Todd Young Todd Young - 10 months ago 42
R Question

Data.table: dynamically creating variables over various subsets of data and grouping by variable x, subsetting final results

I am creating three types of variables over multiple time periods for individual customer IDs in my data. These new variables include the sum of a price vector, the mean of a price vector, and the mean difference between successive dates in a date vector.

Using data.table, I am looping through multiple time periods, subsetting the data in each period, and calculating those variables for individual customer IDs. Each of these variables are named dynamically as I loop over the time periods. As it stands, these variables are being computed correctly.

Here is where I am getting stuck: after all of these variables are computed, I would like to subset the data to include the new aggregated variables along with the most recent purchase.price and date elements for each customer.

I thought that data.table might replicate the computed totals over all rows corresponding to each customer. However, it only replicates those totals in rows corresponding to the period intervals specified in the table's i index. Since it does not replicate those totals over all rows for each customer, my final dplyr block does not do the trick.

In the second and third code blocks I will give the output of the final dplyr code and then what the output I would like to achieve.

This question stems from a similar problem noted where we are subsetting over fewer variables that are not being created dynamically.


data <- data.frame(custid = c(rep(1, 25), rep(2, 25), rep(1, 25), rep(2, 25)),
purchase.price = seq(1, 200, by=2),
date = seq.Date(from=as.Date("2015-01-01"), to=as.Date("2015-04-10"), by="days"))

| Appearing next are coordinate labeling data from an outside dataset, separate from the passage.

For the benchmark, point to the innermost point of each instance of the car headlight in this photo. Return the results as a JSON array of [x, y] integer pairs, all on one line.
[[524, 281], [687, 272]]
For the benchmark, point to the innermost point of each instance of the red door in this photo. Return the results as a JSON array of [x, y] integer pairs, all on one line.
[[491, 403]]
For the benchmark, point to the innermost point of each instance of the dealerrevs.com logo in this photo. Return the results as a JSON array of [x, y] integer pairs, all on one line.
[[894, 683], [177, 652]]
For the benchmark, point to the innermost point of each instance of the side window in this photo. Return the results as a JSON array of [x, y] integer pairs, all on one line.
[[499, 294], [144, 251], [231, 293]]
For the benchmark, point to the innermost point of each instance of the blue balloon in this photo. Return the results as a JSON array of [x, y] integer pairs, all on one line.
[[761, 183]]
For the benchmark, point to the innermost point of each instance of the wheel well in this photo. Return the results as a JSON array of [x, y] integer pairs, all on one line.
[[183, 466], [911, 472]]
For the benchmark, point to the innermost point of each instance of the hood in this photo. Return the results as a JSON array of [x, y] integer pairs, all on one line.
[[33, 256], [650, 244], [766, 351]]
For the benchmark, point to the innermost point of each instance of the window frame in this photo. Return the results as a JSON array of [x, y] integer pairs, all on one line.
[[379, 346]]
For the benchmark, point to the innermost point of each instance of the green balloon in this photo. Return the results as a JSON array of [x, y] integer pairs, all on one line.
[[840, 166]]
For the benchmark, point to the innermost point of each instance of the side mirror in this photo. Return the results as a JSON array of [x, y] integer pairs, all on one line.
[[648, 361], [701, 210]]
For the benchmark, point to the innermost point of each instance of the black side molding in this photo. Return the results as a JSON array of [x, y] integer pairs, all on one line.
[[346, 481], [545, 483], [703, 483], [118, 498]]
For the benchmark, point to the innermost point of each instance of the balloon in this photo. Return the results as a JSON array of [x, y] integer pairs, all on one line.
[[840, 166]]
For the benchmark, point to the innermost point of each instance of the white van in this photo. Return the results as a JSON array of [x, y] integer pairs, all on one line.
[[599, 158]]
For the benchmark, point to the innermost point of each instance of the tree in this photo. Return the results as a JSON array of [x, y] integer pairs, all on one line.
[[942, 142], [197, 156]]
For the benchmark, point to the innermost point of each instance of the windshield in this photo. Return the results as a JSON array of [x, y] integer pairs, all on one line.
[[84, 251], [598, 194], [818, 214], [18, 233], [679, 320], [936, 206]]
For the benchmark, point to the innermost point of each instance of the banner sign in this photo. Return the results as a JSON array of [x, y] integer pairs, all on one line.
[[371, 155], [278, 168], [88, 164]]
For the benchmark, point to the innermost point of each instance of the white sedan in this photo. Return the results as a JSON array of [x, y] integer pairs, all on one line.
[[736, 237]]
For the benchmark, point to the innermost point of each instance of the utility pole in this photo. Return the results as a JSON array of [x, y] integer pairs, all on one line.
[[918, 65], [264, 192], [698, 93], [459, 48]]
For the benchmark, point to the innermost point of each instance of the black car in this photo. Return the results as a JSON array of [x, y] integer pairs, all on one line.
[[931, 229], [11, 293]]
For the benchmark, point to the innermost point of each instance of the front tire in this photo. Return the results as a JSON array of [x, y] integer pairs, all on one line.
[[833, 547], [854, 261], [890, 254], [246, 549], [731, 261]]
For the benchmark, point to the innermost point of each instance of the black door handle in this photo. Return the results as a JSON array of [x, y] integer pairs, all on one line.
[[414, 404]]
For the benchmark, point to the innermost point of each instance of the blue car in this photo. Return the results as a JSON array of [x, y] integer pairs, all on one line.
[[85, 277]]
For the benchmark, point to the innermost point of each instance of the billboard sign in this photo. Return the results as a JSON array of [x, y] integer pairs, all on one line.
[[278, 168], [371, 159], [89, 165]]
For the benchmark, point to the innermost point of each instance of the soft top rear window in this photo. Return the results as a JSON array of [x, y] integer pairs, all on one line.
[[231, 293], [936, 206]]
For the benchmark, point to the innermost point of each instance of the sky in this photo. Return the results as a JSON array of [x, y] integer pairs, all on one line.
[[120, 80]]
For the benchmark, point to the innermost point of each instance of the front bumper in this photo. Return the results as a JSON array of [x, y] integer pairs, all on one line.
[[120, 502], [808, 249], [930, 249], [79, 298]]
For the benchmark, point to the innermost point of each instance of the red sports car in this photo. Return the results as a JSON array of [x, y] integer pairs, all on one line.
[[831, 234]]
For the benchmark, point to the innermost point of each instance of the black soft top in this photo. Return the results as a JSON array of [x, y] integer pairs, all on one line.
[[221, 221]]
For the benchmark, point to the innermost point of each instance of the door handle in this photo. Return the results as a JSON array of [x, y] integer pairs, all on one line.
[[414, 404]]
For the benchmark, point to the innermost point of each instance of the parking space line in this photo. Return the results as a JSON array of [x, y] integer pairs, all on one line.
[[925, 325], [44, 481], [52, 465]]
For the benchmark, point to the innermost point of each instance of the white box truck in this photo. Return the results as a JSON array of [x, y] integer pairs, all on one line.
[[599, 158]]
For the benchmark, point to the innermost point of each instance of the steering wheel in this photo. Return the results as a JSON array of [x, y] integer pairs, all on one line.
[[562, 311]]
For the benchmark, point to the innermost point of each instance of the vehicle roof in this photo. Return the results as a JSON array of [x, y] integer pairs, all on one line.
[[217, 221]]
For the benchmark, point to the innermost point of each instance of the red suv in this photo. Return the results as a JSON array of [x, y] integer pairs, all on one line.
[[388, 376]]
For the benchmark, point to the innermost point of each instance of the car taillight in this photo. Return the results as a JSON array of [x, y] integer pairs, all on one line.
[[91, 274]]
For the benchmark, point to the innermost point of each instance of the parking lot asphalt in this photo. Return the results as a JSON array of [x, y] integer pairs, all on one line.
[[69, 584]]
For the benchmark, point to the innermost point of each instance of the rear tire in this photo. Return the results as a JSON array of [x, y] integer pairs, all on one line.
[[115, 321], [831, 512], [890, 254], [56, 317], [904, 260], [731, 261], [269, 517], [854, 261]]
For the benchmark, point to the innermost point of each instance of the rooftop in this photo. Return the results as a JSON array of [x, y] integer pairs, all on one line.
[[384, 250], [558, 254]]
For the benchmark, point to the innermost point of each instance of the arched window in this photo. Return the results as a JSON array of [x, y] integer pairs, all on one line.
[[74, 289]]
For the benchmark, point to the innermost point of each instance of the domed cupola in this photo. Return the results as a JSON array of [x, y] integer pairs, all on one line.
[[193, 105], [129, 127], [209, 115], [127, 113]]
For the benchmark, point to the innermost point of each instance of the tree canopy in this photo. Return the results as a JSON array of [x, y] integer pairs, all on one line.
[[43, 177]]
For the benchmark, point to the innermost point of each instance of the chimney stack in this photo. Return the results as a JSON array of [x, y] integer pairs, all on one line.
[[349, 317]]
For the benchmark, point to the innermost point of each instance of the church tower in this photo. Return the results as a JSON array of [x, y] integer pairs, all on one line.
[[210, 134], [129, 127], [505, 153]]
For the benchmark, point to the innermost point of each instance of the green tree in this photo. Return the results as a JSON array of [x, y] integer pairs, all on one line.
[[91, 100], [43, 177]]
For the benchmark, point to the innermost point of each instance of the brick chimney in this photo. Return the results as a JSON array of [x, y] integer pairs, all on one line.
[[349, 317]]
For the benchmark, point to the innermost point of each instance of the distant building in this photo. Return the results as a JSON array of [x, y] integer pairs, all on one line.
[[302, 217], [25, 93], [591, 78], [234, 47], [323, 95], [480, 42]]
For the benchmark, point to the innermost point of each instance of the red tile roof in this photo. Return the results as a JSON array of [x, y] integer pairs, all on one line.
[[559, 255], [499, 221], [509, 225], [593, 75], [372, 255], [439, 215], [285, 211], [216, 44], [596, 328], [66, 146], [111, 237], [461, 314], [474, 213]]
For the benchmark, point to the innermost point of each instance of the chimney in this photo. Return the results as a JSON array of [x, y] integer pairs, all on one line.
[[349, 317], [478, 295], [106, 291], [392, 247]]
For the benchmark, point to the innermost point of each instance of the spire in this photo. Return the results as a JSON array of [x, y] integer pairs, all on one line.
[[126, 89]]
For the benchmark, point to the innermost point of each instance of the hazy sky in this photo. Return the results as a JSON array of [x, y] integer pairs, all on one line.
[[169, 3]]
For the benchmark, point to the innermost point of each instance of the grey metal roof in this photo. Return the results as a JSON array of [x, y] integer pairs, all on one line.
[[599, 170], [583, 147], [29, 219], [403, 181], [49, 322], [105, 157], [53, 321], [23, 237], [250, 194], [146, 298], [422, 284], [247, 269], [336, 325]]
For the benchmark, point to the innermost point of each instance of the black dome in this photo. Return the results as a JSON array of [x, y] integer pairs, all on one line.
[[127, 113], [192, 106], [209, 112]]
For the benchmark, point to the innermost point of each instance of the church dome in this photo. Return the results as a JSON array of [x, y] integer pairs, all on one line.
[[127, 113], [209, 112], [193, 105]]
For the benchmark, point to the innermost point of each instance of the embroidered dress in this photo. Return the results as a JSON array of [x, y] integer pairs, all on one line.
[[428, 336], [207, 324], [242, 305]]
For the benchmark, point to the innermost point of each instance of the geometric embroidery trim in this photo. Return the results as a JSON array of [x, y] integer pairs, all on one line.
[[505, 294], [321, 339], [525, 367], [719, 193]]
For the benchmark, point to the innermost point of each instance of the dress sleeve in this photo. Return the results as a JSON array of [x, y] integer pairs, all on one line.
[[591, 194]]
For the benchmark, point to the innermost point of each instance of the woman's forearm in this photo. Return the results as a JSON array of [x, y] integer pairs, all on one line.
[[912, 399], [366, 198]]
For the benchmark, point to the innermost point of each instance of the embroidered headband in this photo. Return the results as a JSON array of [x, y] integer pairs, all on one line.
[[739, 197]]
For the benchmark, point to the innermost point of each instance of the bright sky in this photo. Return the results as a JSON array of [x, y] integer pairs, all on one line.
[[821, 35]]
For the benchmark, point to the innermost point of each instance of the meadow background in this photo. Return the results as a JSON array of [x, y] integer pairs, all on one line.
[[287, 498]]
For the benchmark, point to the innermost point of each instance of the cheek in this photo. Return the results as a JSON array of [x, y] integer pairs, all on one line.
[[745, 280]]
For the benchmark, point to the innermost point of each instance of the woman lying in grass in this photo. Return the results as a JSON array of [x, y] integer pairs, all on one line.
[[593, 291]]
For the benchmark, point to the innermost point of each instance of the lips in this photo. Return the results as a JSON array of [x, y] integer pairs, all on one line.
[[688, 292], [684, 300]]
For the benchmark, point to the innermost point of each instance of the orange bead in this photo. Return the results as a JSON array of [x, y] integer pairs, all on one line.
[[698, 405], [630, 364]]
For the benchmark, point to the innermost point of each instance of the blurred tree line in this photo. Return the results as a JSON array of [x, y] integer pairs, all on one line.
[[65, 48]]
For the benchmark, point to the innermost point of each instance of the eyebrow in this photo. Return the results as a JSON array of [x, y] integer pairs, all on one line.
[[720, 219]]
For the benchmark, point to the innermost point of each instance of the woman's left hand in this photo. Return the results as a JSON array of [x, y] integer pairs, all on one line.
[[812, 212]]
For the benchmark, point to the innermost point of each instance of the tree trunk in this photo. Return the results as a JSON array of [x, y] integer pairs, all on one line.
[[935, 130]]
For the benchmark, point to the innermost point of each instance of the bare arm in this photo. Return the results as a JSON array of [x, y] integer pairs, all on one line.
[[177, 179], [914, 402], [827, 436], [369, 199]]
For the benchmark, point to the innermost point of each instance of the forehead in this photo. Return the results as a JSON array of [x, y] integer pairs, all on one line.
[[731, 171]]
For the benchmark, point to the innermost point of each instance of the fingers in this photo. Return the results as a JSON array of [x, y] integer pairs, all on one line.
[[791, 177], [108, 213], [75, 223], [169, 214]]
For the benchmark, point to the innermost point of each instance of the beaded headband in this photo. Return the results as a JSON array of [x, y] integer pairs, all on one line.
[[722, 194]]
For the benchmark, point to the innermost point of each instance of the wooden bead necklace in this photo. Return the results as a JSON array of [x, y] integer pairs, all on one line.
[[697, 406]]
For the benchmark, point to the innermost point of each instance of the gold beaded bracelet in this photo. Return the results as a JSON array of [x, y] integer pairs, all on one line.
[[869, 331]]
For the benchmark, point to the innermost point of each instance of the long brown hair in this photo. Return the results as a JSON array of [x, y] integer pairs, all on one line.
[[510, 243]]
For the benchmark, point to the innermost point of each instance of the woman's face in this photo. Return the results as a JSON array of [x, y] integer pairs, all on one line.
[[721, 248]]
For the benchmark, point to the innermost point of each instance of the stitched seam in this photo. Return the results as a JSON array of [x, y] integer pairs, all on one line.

period_intervals <- list(period_one = interval(as.Date("2015-01-01"), as.Date("2015-01-30")),
period_two = interval(as.Date("2015-02-01"), as.Date("2015-02-28")),
period_three = interval(as.Date("2015-03-01"), as.Date("2015-03-31")),
period_four = interval(as.Date("2015-04-01"), as.Date("2015-04-28")))

data <-
data <- data[order(date)]
setkey(data, custid)

time_periods <- c(1:4)

for(i in time_periods[1]:max(time_periods)){
data <- data[date %within% period_intervals[[i]],
paste("period", i, "price.sum", sep="."):= sum(purchase.price),
by = custid]

data <- data[date %within% period_intervals[[i]],
paste("period", i, "price.mean", sep="."):= mean(purchase.price),
by = custid]

data <- data[date %within% period_intervals[[i]],
paste("period", i, "", sep="."):= mean(as.numeric(diff(purchase.price))),
by = custid]

data_sub <- data %>%
group_by(custid) %>%
arrange(desc(date)) %>%
filter(row_number() == 1)

Current result from dplyr subsetting (showing the first 7 columns):

custid purchase.price date period.1.price.sum period.1.price.mean period.2.price.sum ...
<dbl> <dbl> <date> <dbl> <dbl> <dbl> <dbl> ...
1 2 199 2015-04-10 NA NA NA NA ...
2 1 149 2015-03-16 NA NA NA NA ...

Here is what I was hoping for (showing first 7 columns):

custid purchase.price date period.1.price.sum period.1.price.mean period.2.price.sum ...
<dbl> <dbl> <date> <dbl> <dbl> <dbl> <dbl> ...
1 2 199 2015-04-10 625 25 2 981 ...
2 1 149 2015-03-16 275 55 2 1539 ...


In my complete dataset, I am looping over anywhere between 10-20 time periods. The number of periods to be computed over is subject to change, thus my approach to dynamically create the new variables.

Answer Source

We can use Map as in the previous post

nm1 <- sprintf("%s.%d.%s", "period", seq_along(period_intervals), "price.sum")
nm2 <- sprintf("%s.%d.%s", "period", seq_along(period_intervals), "price.mean")
nm3 <- sprintf("%s.%d.%s", "period", seq_along(period_intervals), "")
data[,   c(rbind(nm1, nm2, nm3)) := unlist(Map(function(x,y) {
         x1 <- purchase.price[x %within% y]
         list(sum(x1), mean(x1), mean(as.numeric(diff(x1))))},
                   list(date), period_intervals), recursive = FALSE), by = custid]
data[order(custid, -date)][,.SD[1] , custid]